In [2]:
import pandas as pd
from pandas import TimeSeries
import numpy as np
import math
from bokeh.charts import TimeSeries, output_file, show
import statsmodels.tsa.stattools as stat

from scipy import stats
import matplotlib.pyplot as plt
from math import *
from datetime import datetime
from datetime import timedelta

%matplotlib inline

In [3]:
def data_process(start,period):
    with open ('sp_500_daily_prices.csv') as data:
        sp500=pd.read_csv(data,usecols=['date','COMNAM','PRC','RET','ASK','BID'],engine='c')
    date=sorted(list(set(sp500['date'])))
    try:
        date.index(start)
    except:
        raise (("Oops! The start date is not contained in our datesets.  Try again..."))
    try:
        train_start=date[-9*period+date.index(start)]
        date[date.index(start)+period]
    except:
        raise ("Oops! The period is too long.  Try again...")
    sp_recent=sp500[sp500['date']>=train_start]
    sp_recent=sp_recent[sp_recent['date']<=date[date.index(start)+period]]
    
    with open ('sp_500_daily_return.csv') as return_data:
        sp_ret=pd.read_csv(return_data,index_col=0,engine='c')
    sp_ret=sp_ret.loc[date[-9*period+date.index(start)]:date[period+date.index(start)]]
    return sp_recent,sp_ret,date

In [4]:
def filter_pair(pvalue_key,num):
    try:
        pvalue_key[num-1]
    except:
        raise("Oops!

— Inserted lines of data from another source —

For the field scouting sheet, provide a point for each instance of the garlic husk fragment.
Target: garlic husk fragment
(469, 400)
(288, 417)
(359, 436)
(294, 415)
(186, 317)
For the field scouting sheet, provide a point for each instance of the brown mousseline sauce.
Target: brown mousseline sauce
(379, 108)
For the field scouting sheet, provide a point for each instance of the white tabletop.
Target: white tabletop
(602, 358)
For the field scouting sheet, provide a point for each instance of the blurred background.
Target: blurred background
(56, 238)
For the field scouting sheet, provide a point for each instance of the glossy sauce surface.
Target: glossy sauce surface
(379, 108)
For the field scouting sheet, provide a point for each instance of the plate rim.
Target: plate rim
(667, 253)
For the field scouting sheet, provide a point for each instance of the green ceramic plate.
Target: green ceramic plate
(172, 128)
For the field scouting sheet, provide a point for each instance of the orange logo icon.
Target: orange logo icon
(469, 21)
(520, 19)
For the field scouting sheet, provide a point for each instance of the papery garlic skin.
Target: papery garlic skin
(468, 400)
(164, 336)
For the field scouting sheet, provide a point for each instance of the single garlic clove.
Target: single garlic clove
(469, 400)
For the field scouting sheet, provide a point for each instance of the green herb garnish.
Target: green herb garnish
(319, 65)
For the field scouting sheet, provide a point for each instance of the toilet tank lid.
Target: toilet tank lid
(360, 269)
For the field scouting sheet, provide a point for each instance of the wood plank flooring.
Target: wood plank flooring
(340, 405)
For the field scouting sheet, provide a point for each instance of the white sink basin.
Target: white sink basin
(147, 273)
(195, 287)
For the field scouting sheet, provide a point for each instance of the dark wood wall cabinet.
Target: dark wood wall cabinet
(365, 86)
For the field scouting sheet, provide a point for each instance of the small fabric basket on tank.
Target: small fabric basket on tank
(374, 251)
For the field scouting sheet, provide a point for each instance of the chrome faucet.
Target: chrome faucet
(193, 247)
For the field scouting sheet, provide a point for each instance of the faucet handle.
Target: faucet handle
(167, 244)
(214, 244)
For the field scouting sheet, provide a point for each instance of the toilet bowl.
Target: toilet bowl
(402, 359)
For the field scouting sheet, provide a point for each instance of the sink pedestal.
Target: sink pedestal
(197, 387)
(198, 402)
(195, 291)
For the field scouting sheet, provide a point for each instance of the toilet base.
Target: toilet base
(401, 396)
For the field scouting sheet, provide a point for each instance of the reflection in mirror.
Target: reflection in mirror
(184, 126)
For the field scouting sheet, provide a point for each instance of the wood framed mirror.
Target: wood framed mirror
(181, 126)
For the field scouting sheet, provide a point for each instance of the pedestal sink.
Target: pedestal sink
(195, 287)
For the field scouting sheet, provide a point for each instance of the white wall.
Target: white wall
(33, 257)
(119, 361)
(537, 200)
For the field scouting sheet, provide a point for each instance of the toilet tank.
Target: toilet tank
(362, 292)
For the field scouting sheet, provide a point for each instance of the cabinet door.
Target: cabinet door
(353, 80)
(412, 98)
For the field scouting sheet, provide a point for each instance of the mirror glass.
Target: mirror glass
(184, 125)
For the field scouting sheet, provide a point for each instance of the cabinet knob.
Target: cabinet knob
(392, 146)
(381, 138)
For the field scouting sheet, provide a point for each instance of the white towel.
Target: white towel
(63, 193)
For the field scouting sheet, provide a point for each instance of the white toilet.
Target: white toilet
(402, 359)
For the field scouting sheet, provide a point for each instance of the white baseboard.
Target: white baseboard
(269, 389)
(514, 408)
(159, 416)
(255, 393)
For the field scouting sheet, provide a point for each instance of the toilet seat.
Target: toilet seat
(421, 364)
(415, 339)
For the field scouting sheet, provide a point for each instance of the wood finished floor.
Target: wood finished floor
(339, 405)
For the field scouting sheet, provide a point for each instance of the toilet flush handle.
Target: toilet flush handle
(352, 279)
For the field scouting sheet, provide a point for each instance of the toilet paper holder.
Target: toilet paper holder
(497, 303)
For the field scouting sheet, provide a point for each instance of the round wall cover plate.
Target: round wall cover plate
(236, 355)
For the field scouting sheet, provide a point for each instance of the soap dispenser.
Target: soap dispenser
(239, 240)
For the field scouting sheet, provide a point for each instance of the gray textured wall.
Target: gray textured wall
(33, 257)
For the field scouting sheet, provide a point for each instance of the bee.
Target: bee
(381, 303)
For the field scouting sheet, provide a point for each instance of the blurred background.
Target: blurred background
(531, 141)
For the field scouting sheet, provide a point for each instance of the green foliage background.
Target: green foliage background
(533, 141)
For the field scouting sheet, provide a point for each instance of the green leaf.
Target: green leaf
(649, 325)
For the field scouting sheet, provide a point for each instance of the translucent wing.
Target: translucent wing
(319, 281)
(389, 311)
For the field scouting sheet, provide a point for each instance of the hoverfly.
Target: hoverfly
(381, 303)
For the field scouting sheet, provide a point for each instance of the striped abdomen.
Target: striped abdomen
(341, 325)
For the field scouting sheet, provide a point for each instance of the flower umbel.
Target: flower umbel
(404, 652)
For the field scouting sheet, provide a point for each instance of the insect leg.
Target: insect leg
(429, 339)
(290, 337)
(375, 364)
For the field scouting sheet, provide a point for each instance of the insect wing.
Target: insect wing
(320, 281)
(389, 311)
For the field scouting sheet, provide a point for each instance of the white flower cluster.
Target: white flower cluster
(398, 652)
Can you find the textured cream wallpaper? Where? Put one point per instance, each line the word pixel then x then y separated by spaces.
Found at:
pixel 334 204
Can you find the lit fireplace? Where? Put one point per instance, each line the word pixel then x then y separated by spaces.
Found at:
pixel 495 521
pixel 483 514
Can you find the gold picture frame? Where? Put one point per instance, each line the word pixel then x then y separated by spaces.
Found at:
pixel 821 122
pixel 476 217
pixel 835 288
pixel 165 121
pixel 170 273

Too large num")
    selected_pair=[]
    stock_list=[]
    i=0
    while i<num:
        for pair in pvalue_key:
            if pair[1][0] not in stock_list and pair[1][1] not in stock_list:
                selected_pair+=[pair[1]]
                stock_list+=[pair[1][0]]
                stock_list+=[pair[1][1]]
                i+=1
    
    return selected_pair

In [5]:
def find_pair(start,period,num):
    sp_recent,sp_ret,date=data_process(start,period)
    error_return=['E','D','C','B','A','']
    sp_ret=sp_ret.applymap(lambda x:np.float64(0.0) if x in error_return else np.float64(x))
    sp_pca=np.array(sp_ret)
    #print(sp_pca)
    cov_company=np.cov(sp_pca)
    cov_company[np.isnan(cov_company)] = 0.0
    eigen_val,eigen_vector=np.linalg.eig(cov_company)
    eigen_vector_max=list(zip(eigen_vector[np.argmax(eigen_val)],sp_ret.columns))
    eigen_vector_max.sort(key=lambda x:x[0],reverse=True)
    eigen_vector_max=list(zip(*eigen_vector_max))
    data=sp_ret[list(eigen_vector_max[1][0:20])]
    pvalue_key=find_cointegrated_pairs(data)
    selected_pair=filter_pair(pvalue_key,num)
    data_inuse=sp_recent[sp_recent['date']>=date[-period+date.index(start)]]
    data_inuse=data_inuse[data_inuse['date']<date[date.index(start)+period]]
    data_inuse.fillna(method='ffill')
    
    companies=set(data_inuse['COMNAM'])
    company_data={}
    for company in companies:
        company_data[company]=data_inuse[data_inuse['COMNAM']==company]
    #print('find_pair_done')
    return company_data,selected_pair

In [6]:
def find_cointegrated_pairs(data):
    n = len(data.columns)
    #score_matrix = np.zeros((n, n))
    pvalue_key=[]
    keys = list(data.columns)
    #pairs = []
    for i in range(n):
        for j in range(i+1, n):
            S1 = np.array(data[keys[i]])
            S2 = np.array(data[keys[j]])
            result = stat.coint(S1, S2)
            #score = result[0]
            pvalue = result[1]
            pvalue_key+=[[pvalue,(keys[i],keys[j])]]
            #pairs.append((keys[i], keys[j]))
    pvalue_key=sorted(pvalue_key,key=lambda x:x[0])
    #print('find_cointegrated_pairs_done')
    return pvalue_key

In [7]:
start=20130910
end=20150101
period=60
num_pair=10

In [40]:
data,pairs=find_pair(start,period,num_pair)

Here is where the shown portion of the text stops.